Thursday, November 15, 2012

Sneaking into Jewelry Boxes

The sun is out. It's the 10th of November, but it's something like 55 degrees in Chicago. Scott drives us from the airport. My mother and I sit in the backseat and my father sits in the front. 

"We have a couple options." I tell them. "We can go out to breakfast right now; we can go to the grocery store and I can make breakfast or..."

"Let's go out to breakfast." My mother resolves. 

"Do you still want to go to the movie? It's at noon? We could walk there, it's only a mile away, did you bring sneakers?" The independent cinema I work for is showing Buster Keaton's Cameraman with live organ accompaniment. I thought it would be fun to see the old silent comedy on the big screen together. I also cannot help but spit rapid sentences at my parents whenever I am with them. They don't mind, they tell me after they've been quiet for awhile. They like listening. And yes, that all sounds great to them.  

While my mother and I snuggle in the backseat, she points to Sunny's gold diamond ring on her finger. She takes it off and slides it onto my right ring finger where it settles above my knuckle quite perfectly. I look down at the old gorgeous gleam, flattening my hand to admire it properly. 


"Do you want it?" She asks. An offer which is far too spontaneous sounding for me to accept. I love the ring, but I can't take it from her. It used to be my great-grandmother Sunny's, then my grandmother Nancy's and now it belongs to my mother, Sandy. Though I do suppose my mother calls me Rachey. So maybe it is meant to be. But she needs to think about it more, I decide, giving it back. 

For the rest of the ride to the restaurant, we discuss our plans for the weekend. I have them from Saturday morning until Sunday night. 

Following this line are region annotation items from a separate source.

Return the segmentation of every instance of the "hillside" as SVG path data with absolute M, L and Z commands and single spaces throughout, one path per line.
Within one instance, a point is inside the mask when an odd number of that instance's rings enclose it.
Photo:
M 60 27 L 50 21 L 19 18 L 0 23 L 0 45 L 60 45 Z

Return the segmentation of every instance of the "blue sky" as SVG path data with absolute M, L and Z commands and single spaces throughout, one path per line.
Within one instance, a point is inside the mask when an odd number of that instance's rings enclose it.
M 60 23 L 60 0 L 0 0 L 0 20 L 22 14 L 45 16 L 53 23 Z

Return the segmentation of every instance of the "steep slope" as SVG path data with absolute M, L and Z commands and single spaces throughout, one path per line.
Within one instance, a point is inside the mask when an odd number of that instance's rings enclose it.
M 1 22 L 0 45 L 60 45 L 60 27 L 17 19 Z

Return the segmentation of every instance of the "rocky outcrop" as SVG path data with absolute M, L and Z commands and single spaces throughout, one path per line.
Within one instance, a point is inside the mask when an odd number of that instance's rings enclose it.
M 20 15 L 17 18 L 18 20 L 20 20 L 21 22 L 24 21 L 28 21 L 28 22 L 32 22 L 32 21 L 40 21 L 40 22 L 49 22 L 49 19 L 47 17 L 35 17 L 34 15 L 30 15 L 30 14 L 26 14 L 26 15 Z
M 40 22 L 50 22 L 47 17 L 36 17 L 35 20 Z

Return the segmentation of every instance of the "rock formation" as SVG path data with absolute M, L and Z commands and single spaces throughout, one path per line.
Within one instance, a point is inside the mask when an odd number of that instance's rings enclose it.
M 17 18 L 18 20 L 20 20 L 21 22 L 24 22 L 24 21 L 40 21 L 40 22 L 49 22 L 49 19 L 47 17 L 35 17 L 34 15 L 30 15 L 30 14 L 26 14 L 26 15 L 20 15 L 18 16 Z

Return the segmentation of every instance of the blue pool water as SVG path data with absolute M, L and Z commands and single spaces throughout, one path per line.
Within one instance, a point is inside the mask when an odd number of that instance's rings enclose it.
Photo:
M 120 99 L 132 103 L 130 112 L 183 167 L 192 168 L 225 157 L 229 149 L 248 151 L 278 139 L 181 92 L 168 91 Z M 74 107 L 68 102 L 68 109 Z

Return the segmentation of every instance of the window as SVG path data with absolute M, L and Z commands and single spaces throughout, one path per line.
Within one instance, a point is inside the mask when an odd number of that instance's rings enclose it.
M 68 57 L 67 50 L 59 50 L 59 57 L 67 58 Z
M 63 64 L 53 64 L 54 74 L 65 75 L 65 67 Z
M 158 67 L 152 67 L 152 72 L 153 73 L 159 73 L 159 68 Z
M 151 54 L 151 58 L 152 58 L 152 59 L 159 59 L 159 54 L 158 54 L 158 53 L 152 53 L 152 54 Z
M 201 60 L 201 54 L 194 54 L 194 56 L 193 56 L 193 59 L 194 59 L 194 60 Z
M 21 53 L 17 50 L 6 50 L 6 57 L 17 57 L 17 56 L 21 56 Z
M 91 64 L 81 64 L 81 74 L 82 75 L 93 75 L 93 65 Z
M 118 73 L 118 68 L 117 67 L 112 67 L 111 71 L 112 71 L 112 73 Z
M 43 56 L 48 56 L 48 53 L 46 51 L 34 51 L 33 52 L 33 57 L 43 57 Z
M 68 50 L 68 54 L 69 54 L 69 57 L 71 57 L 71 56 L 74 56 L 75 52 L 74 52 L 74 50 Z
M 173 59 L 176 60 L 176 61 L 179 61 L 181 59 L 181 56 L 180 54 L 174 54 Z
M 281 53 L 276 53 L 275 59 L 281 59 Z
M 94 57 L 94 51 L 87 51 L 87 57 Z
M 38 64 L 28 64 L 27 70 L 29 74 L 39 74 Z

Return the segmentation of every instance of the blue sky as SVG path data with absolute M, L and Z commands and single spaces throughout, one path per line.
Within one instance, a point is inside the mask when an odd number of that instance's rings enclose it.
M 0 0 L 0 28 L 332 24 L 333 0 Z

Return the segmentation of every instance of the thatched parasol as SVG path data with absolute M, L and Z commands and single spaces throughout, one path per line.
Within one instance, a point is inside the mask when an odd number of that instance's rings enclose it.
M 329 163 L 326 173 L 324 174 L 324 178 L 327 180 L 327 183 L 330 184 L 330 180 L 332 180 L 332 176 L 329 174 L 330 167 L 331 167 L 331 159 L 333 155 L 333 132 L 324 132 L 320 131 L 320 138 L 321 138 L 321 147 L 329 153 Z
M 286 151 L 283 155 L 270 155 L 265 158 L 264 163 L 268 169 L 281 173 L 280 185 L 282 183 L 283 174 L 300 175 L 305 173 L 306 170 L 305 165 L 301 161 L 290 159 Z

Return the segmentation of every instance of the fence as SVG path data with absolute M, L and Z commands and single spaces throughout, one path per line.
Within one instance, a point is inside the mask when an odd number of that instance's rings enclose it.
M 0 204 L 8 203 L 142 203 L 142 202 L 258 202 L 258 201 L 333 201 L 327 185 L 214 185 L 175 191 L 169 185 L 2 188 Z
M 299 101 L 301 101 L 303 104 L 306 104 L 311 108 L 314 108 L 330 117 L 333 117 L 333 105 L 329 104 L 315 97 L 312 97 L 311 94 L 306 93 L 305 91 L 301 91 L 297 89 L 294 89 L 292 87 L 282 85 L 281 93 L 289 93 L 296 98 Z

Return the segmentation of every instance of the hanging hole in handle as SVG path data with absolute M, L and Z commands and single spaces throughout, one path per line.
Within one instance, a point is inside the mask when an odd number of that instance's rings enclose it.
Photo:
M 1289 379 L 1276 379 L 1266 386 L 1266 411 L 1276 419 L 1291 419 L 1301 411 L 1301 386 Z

"I want to see your water." Mom says. 

"We can take Penny to the dog beach. Maybe tomorrow morning after we check out of the hotel." 

After dinner at a raw vegan restaurant where my father's noodle dish is surprisingly cold and my mother's pizza is on some kind of bark bread, the three of us sit together, sipping water and wine and giggling about how many times I've dragged them to such alternative food establishments. Then my father glances over to my mother and asks, "Don't we have a special little gift for Rachel?" 

"You're here, that's my gift!" I say, thinking Dad's assuming something he shouldn't. But then my mother surprises me. 

"I tried, but she didn't want it." She says touching the antique gold and diamond stones. 

"You were serious?" I exclaim.  


"Would you wear it?" She asks sliding it back onto my right ring finger.

"Yes." I say looking at my hand adorned with a new delicate sparkle. 

"Somehow I always knew that you used to sneak into my jewelry box and try it on like I used to sneak into my mother's room and try it on."


"I would." I say. 

"I think I would pretend it was my engagement ring." 

"Me too." 

"I've always known it would belong to you one day. Do you really like it?" 

"Yes Mum!" I do, of course. 

"Don't sell it." 

"I won't!" I would never. 

Maybe one day I'll have a daughter who sneaks into my jewelry box to try it on.